L’opposition veut créer un sommet pour en débattre, mais la collaboration avec les professeurs sera pénible. La Fédération des syndicats de l’enseignement a obtenu un mandat de grève, et la Fédération autonome de l’enseignement pourrait l’imiter.

Ce n’est pas un climat serein pour enseigner durant la deuxième vague. Déjà que la COVID-19 fragilise la santé mentale de tout le monde…

Il y a quelques jours, Mme LeBel a repris le contrôle. Elle va créer une table restreinte. Il y aura moins de négociateurs pour la partie patronale. Les gestionnaires des centres de services scolaires seront relégués aux banquettes.

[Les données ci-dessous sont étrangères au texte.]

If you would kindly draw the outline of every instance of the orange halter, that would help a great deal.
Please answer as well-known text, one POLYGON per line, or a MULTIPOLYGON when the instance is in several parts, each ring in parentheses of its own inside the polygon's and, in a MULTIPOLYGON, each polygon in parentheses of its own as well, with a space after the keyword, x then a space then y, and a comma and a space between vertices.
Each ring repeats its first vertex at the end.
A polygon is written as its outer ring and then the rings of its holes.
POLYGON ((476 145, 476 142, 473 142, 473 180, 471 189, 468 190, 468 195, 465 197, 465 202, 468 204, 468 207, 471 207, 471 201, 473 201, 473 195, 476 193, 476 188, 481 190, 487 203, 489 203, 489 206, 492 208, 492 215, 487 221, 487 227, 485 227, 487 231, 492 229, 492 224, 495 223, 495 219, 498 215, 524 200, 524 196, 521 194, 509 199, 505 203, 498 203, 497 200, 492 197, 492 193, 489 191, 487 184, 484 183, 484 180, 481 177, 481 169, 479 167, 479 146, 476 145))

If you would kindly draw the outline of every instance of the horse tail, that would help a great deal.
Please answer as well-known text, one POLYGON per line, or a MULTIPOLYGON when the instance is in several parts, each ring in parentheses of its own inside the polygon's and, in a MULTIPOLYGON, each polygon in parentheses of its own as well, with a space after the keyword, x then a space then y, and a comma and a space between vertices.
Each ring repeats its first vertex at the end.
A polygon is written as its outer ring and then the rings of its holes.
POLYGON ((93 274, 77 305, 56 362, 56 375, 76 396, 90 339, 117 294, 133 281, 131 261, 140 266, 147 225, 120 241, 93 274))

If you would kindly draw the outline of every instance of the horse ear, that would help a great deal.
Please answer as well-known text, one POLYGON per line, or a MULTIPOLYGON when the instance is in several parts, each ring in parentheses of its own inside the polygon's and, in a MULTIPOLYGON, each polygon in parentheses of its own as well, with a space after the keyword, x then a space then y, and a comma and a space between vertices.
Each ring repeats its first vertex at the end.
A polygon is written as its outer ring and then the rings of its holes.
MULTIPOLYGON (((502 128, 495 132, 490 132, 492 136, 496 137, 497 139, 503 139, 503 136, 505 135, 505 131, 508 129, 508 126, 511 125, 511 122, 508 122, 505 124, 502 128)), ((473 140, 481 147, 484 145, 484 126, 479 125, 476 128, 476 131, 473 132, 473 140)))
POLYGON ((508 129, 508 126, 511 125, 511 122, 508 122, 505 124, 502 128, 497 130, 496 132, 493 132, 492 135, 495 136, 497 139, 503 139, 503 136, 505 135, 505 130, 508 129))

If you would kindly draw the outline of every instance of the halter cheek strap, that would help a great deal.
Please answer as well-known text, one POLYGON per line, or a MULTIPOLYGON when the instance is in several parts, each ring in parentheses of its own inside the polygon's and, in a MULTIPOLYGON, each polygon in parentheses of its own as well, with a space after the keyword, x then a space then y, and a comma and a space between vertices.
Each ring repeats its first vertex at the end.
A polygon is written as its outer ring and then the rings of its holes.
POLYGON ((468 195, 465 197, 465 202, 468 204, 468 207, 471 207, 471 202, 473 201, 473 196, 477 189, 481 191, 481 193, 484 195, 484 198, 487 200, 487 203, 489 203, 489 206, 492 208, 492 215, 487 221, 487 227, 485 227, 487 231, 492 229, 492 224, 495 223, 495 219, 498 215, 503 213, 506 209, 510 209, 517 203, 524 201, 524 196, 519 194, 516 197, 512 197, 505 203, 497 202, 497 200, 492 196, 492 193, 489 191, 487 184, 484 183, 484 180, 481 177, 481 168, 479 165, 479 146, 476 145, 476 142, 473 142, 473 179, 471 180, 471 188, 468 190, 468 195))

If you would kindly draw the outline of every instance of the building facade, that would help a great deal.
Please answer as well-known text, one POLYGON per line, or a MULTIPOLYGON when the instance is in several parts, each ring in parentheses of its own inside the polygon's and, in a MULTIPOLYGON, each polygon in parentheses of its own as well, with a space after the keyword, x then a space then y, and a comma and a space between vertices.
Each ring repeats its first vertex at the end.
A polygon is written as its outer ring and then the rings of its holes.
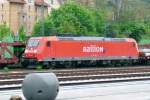
POLYGON ((38 20, 47 16, 51 9, 60 7, 59 0, 51 1, 52 4, 48 1, 0 0, 0 24, 7 24, 15 35, 24 27, 26 35, 30 35, 38 20))
POLYGON ((63 4, 63 0, 45 0, 47 4, 49 4, 49 12, 53 9, 58 9, 61 4, 63 4))
POLYGON ((94 6, 95 0, 75 0, 77 3, 85 5, 85 6, 94 6))
MULTIPOLYGON (((94 6, 95 5, 95 1, 96 0, 62 0, 63 2, 69 2, 69 1, 74 1, 78 4, 81 4, 81 5, 85 5, 85 6, 94 6)), ((61 2, 62 2, 61 1, 61 2)))

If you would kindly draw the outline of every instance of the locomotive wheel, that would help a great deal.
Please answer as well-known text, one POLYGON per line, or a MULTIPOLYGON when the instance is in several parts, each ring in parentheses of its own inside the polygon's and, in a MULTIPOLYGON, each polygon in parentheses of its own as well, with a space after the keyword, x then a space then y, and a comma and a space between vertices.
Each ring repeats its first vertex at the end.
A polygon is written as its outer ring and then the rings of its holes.
POLYGON ((43 62, 42 67, 44 69, 54 69, 56 68, 56 62, 43 62))
POLYGON ((23 68, 28 68, 29 66, 28 62, 21 62, 21 65, 23 66, 23 68))
POLYGON ((6 67, 6 64, 0 64, 0 69, 3 69, 4 67, 6 67))
POLYGON ((128 65, 129 65, 129 66, 132 66, 132 65, 133 65, 132 60, 128 61, 128 65))
POLYGON ((50 69, 56 68, 56 62, 50 62, 49 68, 50 69))
POLYGON ((115 67, 122 67, 122 65, 121 65, 120 62, 117 62, 117 63, 115 64, 115 67))
POLYGON ((112 60, 112 61, 110 62, 110 67, 115 67, 115 61, 112 60))
POLYGON ((49 62, 43 62, 42 67, 43 67, 44 69, 49 69, 49 68, 50 68, 49 62))
POLYGON ((73 68, 72 62, 65 62, 65 68, 73 68))
POLYGON ((72 62, 72 68, 77 68, 77 62, 72 62))

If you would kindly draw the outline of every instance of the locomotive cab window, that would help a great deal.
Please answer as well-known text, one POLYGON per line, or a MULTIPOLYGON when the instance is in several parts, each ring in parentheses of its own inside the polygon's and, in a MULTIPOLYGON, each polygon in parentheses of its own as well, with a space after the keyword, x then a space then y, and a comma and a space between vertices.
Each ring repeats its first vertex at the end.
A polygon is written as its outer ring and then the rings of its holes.
POLYGON ((46 42, 46 46, 47 46, 47 47, 50 47, 50 46, 51 46, 51 42, 50 42, 50 41, 47 41, 47 42, 46 42))
POLYGON ((28 47, 37 47, 39 45, 39 40, 31 39, 28 41, 28 47))

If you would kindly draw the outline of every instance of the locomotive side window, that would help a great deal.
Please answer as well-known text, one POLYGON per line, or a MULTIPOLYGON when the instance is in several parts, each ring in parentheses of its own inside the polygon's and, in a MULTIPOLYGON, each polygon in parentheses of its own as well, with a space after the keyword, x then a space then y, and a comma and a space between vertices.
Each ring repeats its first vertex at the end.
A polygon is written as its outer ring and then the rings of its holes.
POLYGON ((51 42, 50 42, 50 41, 47 41, 46 46, 47 46, 47 47, 50 47, 50 46, 51 46, 51 42))

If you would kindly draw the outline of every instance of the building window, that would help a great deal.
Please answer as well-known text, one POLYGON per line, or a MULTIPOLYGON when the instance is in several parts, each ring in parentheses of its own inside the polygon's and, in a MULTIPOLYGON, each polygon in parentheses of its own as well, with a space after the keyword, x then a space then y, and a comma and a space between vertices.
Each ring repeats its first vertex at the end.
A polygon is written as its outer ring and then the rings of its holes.
POLYGON ((31 16, 29 15, 29 20, 31 20, 31 16))
POLYGON ((3 22, 4 21, 4 15, 2 14, 1 15, 1 22, 3 22))
POLYGON ((24 15, 22 16, 22 21, 23 21, 24 23, 26 22, 26 18, 25 18, 24 15))
POLYGON ((51 4, 54 4, 54 0, 51 0, 51 4))
POLYGON ((31 10, 31 7, 30 7, 30 6, 29 6, 28 10, 29 10, 29 12, 30 12, 30 10, 31 10))
POLYGON ((51 8, 51 11, 55 10, 54 8, 51 8))
POLYGON ((4 20, 4 15, 2 14, 2 21, 4 20))
POLYGON ((35 20, 36 20, 36 21, 38 21, 38 17, 37 17, 37 15, 35 16, 35 20))
POLYGON ((28 0, 29 3, 32 3, 32 0, 28 0))
POLYGON ((1 8, 2 8, 2 11, 3 11, 3 9, 4 9, 4 4, 1 5, 1 8))

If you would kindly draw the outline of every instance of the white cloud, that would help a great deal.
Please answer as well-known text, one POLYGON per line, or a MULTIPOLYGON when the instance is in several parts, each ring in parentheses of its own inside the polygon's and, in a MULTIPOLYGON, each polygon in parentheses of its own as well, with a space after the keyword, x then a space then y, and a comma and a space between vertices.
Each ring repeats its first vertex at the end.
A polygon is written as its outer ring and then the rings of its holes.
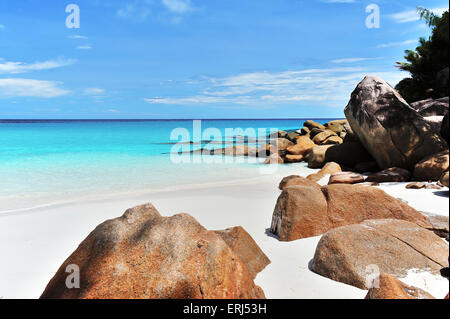
POLYGON ((152 1, 135 1, 134 3, 128 3, 124 7, 117 10, 117 16, 120 18, 131 18, 137 21, 145 20, 150 14, 151 10, 148 7, 152 1))
POLYGON ((5 26, 3 24, 0 24, 0 29, 4 29, 5 26))
POLYGON ((158 7, 176 15, 169 19, 172 23, 179 23, 182 20, 181 15, 194 9, 191 0, 135 0, 120 7, 116 15, 120 18, 145 21, 158 7))
POLYGON ((417 44, 417 40, 406 40, 402 42, 389 42, 389 43, 382 43, 377 45, 377 48, 390 48, 390 47, 396 47, 396 46, 402 46, 402 45, 408 45, 408 44, 417 44))
POLYGON ((162 4, 171 12, 183 14, 192 9, 190 0, 162 0, 162 4))
POLYGON ((52 98, 69 91, 58 87, 58 82, 32 79, 0 79, 0 97, 52 98))
POLYGON ((207 78, 198 85, 201 93, 182 97, 146 98, 150 104, 247 105, 265 107, 277 103, 317 102, 320 106, 343 107, 356 84, 367 74, 376 74, 395 85, 406 76, 400 71, 372 72, 369 68, 327 68, 283 72, 243 73, 207 78))
POLYGON ((88 37, 84 36, 84 35, 69 35, 68 36, 69 39, 87 39, 88 37))
MULTIPOLYGON (((442 13, 444 13, 447 10, 448 8, 434 8, 431 9, 430 11, 433 12, 434 14, 442 15, 442 13)), ((418 14, 416 9, 390 14, 388 17, 397 23, 407 23, 420 20, 420 15, 418 14)))
POLYGON ((76 60, 49 60, 27 64, 24 62, 2 62, 0 63, 0 74, 20 74, 32 71, 56 69, 72 65, 76 60))
POLYGON ((355 62, 362 62, 362 61, 371 61, 371 60, 381 60, 383 57, 377 57, 377 58, 344 58, 344 59, 336 59, 331 60, 331 63, 355 63, 355 62))
POLYGON ((104 89, 100 88, 86 88, 84 89, 84 94, 86 95, 102 95, 105 93, 104 89))
POLYGON ((78 50, 92 50, 92 45, 87 44, 87 45, 79 45, 77 46, 78 50))

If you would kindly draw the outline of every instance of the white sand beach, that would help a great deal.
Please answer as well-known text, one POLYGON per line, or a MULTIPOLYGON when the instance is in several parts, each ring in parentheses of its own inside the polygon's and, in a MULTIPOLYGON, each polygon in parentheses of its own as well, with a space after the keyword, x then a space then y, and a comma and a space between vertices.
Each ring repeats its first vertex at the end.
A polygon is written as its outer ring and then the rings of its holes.
MULTIPOLYGON (((298 166, 292 166, 290 173, 298 174, 299 171, 298 166)), ((315 170, 304 168, 300 174, 309 171, 315 170)), ((272 261, 255 280, 267 298, 364 298, 367 291, 309 270, 308 263, 320 236, 286 243, 266 232, 280 194, 278 183, 288 175, 286 172, 247 181, 1 214, 0 298, 39 298, 59 266, 98 224, 146 202, 153 203, 164 216, 181 212, 191 214, 211 230, 243 226, 272 261)), ((408 190, 405 184, 399 183, 382 186, 382 189, 420 211, 448 216, 446 188, 408 190)), ((448 292, 448 280, 427 276, 415 274, 406 281, 428 290, 437 298, 444 297, 448 292)))

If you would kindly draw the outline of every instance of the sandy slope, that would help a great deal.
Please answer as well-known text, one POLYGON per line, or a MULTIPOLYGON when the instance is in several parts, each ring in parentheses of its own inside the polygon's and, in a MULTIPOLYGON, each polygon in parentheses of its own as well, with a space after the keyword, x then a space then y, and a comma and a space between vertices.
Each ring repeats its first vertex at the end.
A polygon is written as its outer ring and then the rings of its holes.
MULTIPOLYGON (((272 260, 256 278, 268 298, 363 298, 366 291, 308 269, 320 237, 282 243, 266 233, 283 175, 0 215, 0 297, 38 298, 95 226, 129 207, 152 202, 162 215, 189 213, 208 229, 243 226, 272 260)), ((419 210, 448 215, 448 192, 406 190, 404 185, 383 189, 419 210)), ((445 289, 443 284, 448 290, 444 280, 434 289, 436 294, 445 289)))

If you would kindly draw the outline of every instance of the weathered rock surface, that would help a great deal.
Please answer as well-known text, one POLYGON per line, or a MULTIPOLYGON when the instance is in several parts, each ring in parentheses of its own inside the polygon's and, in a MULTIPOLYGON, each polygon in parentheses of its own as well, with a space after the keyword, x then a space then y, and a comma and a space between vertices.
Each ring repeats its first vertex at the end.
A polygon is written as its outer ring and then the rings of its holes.
POLYGON ((269 258, 244 228, 238 226, 225 230, 216 230, 215 233, 244 262, 253 278, 256 278, 256 275, 270 264, 269 258))
POLYGON ((405 186, 405 188, 407 188, 407 189, 423 189, 426 186, 427 185, 425 183, 414 182, 414 183, 409 183, 408 185, 405 186))
POLYGON ((435 299, 426 291, 408 286, 397 278, 381 274, 378 287, 369 289, 366 299, 435 299))
POLYGON ((365 177, 361 174, 353 172, 340 172, 332 174, 328 184, 358 184, 364 182, 364 180, 365 177))
POLYGON ((366 76, 345 108, 352 130, 381 169, 413 169, 424 157, 447 148, 408 103, 389 84, 366 76))
POLYGON ((336 135, 336 133, 334 133, 331 130, 325 130, 325 131, 317 134, 316 136, 314 136, 313 142, 317 145, 321 145, 321 144, 324 144, 325 141, 332 136, 337 136, 337 135, 336 135))
POLYGON ((438 181, 449 168, 448 150, 427 156, 414 167, 413 178, 419 181, 438 181))
POLYGON ((322 145, 342 144, 343 142, 344 141, 339 136, 332 135, 328 137, 325 141, 323 141, 322 145))
POLYGON ((309 186, 309 187, 316 187, 317 189, 320 189, 320 185, 304 178, 303 176, 298 175, 291 175, 283 178, 280 182, 280 185, 278 188, 280 190, 284 190, 286 187, 289 186, 309 186))
POLYGON ((347 120, 335 120, 335 121, 330 121, 328 123, 325 123, 325 127, 331 131, 333 131, 334 133, 336 133, 337 135, 340 135, 343 132, 346 132, 346 125, 348 125, 348 121, 347 120))
POLYGON ((314 122, 312 120, 306 121, 305 124, 303 124, 303 126, 309 128, 310 130, 312 130, 314 128, 325 130, 325 126, 323 126, 322 124, 319 124, 317 122, 314 122))
POLYGON ((308 136, 300 136, 297 138, 297 144, 289 146, 287 148, 288 153, 292 155, 307 155, 313 147, 315 147, 313 141, 308 136))
POLYGON ((444 116, 448 113, 448 97, 417 101, 411 103, 411 107, 423 117, 444 116))
POLYGON ((339 172, 342 172, 341 166, 338 163, 329 162, 329 163, 326 163, 325 166, 322 167, 322 169, 320 171, 318 171, 317 173, 308 175, 306 178, 310 181, 318 182, 322 178, 324 178, 325 175, 331 175, 331 174, 339 173, 339 172))
POLYGON ((398 167, 385 169, 366 178, 367 182, 376 183, 409 182, 410 180, 411 173, 406 169, 398 167))
POLYGON ((271 232, 281 241, 318 236, 367 219, 401 219, 431 227, 425 216, 378 188, 345 184, 318 187, 306 181, 283 187, 278 198, 271 232))
MULTIPOLYGON (((309 168, 322 168, 327 162, 325 156, 326 156, 327 150, 330 147, 336 147, 336 146, 318 145, 318 146, 313 147, 313 149, 309 153, 308 167, 309 168)), ((329 162, 333 162, 333 161, 330 160, 329 162)))
POLYGON ((431 230, 439 237, 444 238, 448 241, 449 236, 448 216, 436 215, 427 212, 421 213, 428 217, 428 221, 431 224, 431 227, 427 227, 427 229, 431 230))
POLYGON ((366 220, 322 236, 311 268, 330 279, 371 288, 370 270, 406 276, 410 269, 438 274, 448 267, 448 243, 433 232, 403 220, 366 220))
POLYGON ((252 274, 213 231, 186 214, 161 217, 151 205, 99 225, 63 263, 41 298, 263 298, 252 274), (66 287, 66 267, 81 287, 66 287))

Ils ragent d’être tassés vers la fin de la partie. Mais en fait, la prolongation a commencé il y a plusieurs mois sans que rien se passe. Les habitués diront que cela n’a rien d’inusité. Je sais, c’est ainsi que les choses se sont toujours déroulées. Et c’est justement le problème.

Il fallait que quelqu’un ouvre les lumières et remette la balle en jeu.

Tant mieux si les gens sortent de leur coma. Maintenant, parlez-vous. Ça presse.